When it comes to changing economics we might all say “but we are just one person/ one church/ one village, how can we change anything?” but Anders cites that there are Christian movements opposing the main financial players in financial activities in the US [and elsewhere].  He also suggests that “[churches] are creating awareness of economic injustice in a manner that could be described as ‘capillary’ – at the local, limited level.  From that consciousness-building grows alternative economic thought and action all over the world.  There is a saying that I have heard and is particularly poignant whilst living in Africa: “If you think you’re too small to make an impact you should try sharing a room with a mosquito!”  A constant buzzing in your local MP’s ear will make a difference.

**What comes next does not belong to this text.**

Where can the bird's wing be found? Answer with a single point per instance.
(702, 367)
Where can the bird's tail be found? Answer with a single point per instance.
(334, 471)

I’m going to leave you with a very sobering thought from Joseph Stiglitz, an American economist: “The top one per cent have the best houses, the best educations, the best doctors and the best lifestyles, but there is one thing that money doesn’t seem to have bought: an understanding that their fate is bound up with how the other 99 per cent live.  Throughout history, this is something that the top one per cent eventually do learn.  Too late.”